Aiuti alle banche iberiche da parte di Bruxelles che dovrebbero arrivare, secondo quanto detto oggi sempre da Rehn, a novembre. “E’ rassicurante il fatto che la Spagna non dovrà ricorrere all’intera linea di credito da 100 mld di euro messa a disposizione da Bruxelles”, ha rimarcato Rehn aggiungendo che il Paese iberico deve continuare nel percorso riformista intrapreso in questi mesi. 

Moody’s potrebbe portare merito di credito a spazzatura, Fitch non si esprimerà fino al 2013

Il mercato rimanere alla finestra in attesa delle decisioni di Moody’s che dovrebbe esprimersi in merito alla revisione del rating sul debito spagnolo.

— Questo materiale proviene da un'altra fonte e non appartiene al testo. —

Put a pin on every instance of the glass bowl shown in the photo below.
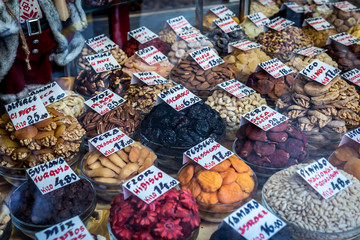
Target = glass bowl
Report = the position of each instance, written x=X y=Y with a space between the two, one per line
x=31 y=229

Lo scorso giugno l’agenzia di rating aveva già declassato il merito di credito del paese iberico di tre gradini portandolo da “A3″ a “BAA3″, un solo gradino sopra il livello “spazzatura” e si era data tempo ulteriori tre mesi per valutare la possibilità di un nuovo taglio di rating.
Non sono previste mosse sul rating invece da parte di Fitch. Il responsabile dei rating sovrani dell’agenzia, David Riley, ha detto in un’intervista a Bloomberg Tv che non sono previste mosse fino al prossimo anni (Fitch ha rating tripla B sulla Spagna con outlook negativo) in mod da dare tempo al Paese di implementare le misure programmate e valutare i possibili effetti postivi che ne scaturiranno. Riley ha comunque rimarcato che le stime  di crescita incluse nella finanziaria 2013 presentata settimana scorsa dal governo spagnolo potrebbero rivelarsi troppo ottimistiche.